Reverend Jesse Jackson was in New Delhi to mark the sixtieth anniversary of the martyrdom of Mahatma Gandhi but the subprime crisis back home was also on his mind. He phoned and said, “If you look at the analysis on TV, everybody is discussing macroeconomics. CNN, CNBC, MSNBC, none of them go deep in their analysis as to what really happened. The lack of enforcement of civil rights laws, of fair lending laws, drives this economic tsunami. This is not an economic miscalculation – this is the price we pay for not enforcing the law.”
Jackson points to the targeting and steering of African-Americans and Latinos who were qualified for prime loans into risky subprime mortgages (defined as 3 percentage points higher than the prevailing rate for long-term Treasury bonds). “Redlining was to not loan to certain areas,” he said. “This is what amounts to reverse-redlining – steering black and brown borrowers into subprime who were eligible for prime.

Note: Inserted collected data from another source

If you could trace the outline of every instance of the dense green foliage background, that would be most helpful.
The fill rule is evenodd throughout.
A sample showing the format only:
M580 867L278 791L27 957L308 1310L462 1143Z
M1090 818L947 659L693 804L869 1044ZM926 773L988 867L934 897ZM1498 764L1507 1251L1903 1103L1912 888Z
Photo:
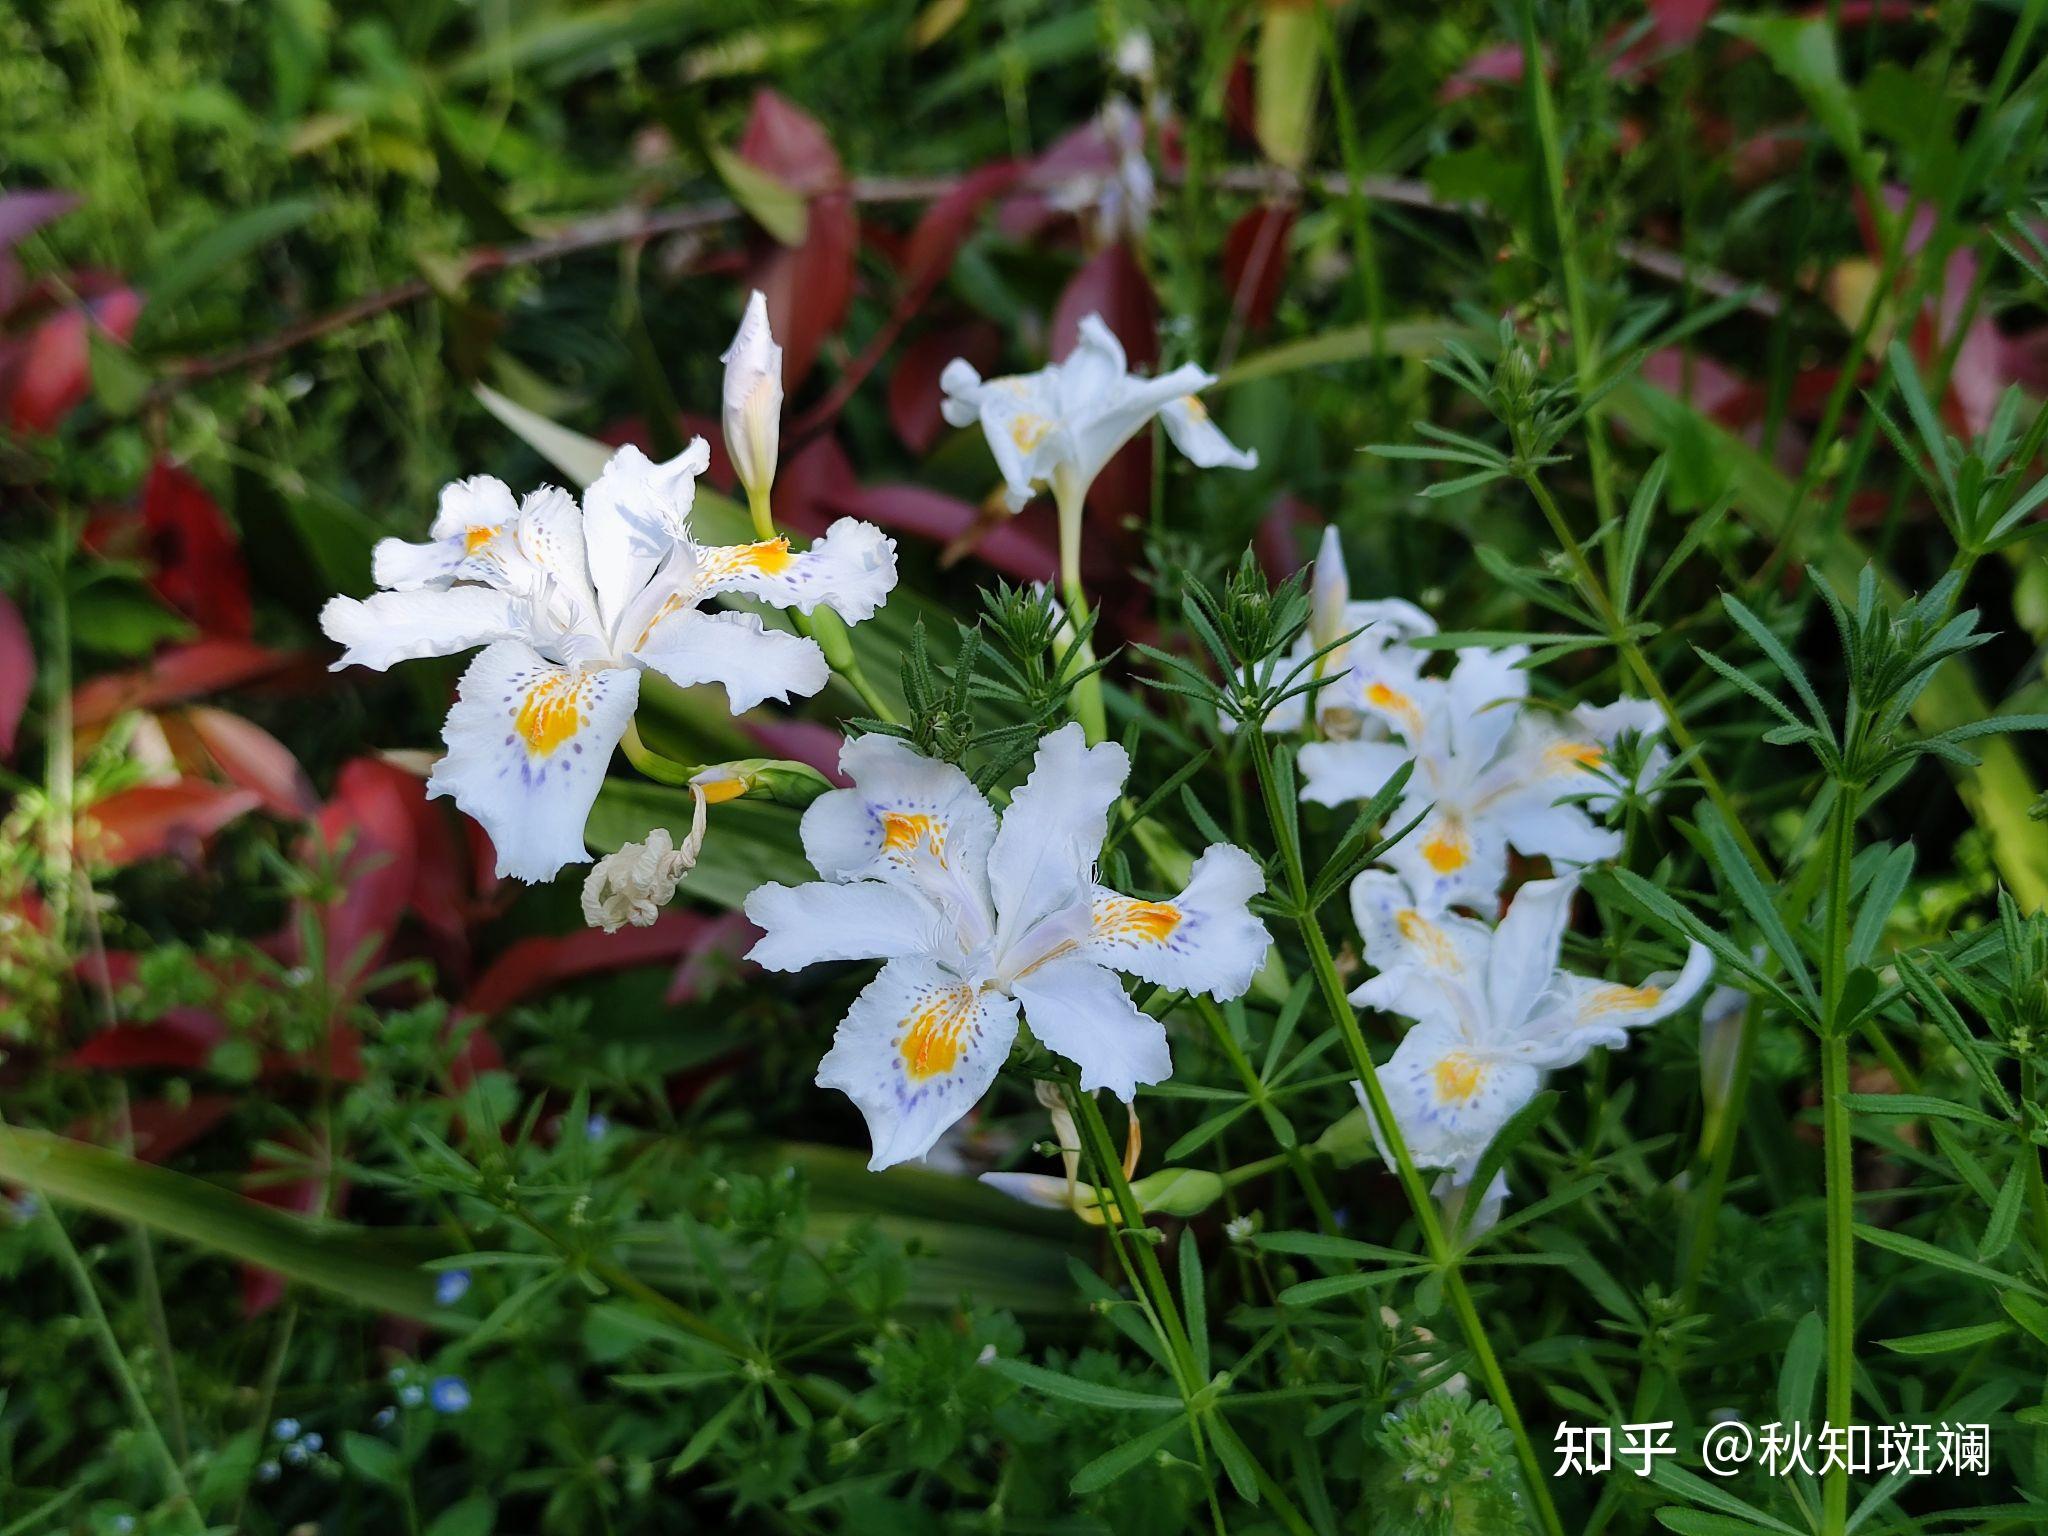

That’s out and out breaking discrimination laws.”
In 2005 and 2006, over 50% of all loans made to African-Americans, and over 40% to Latinos, were subprime – compared to only 19% of white borrowers. Martin Gruenberg, vice chairman of the Federal Deposit Insurance Corporation (FDIC), said at the Rainbow PUSH Coalition’s Wall Street Economic Summit in January, “Only one-sixth of this differential could be accounted for by the ability of the borrower.” Analysis of Home Mortgage Disclosure Act (HMDA) data shows that African-Americans and Latinos in New York City, Boston, Washington, Philadelphia and other cities were two to three times more likely to have subprime, high-cost loans than white borrowers with similar incomes and loan amounts.
The New York Times has reported on two neighborhoods in the Detroit area – one 97 percent white with a median income of $51,000, another 97 percent African-American with a median income of $49,000. In 2006, 17 percent of the loans made in the white neighborhood were subprime, compared to 70 percent of the loans in the predominately African-American neighborhood. Illinois Attorney General Lisa Madigan recently pointed out on National Public Radio, “…An African-American earning more than $100,000 was more likely than a white person who earned less than $35,000 to be put in a high-cost, [subprime] loan…. Clearly there is discrimination going on.” The Times also reported that “… around 90 percent of subprime loans originated between 2004 and 2006 carried exploding adjustable rates. Some 70 percent of subprime loans have prepayment penalties, versus 2 percent of prime loans…. ” Those pre-payment penalties made refinancing impossible for hundreds of thousands of people. “Yield-spread premiums” also paid kick-backs to brokers for steering borrowers into high-priced loans.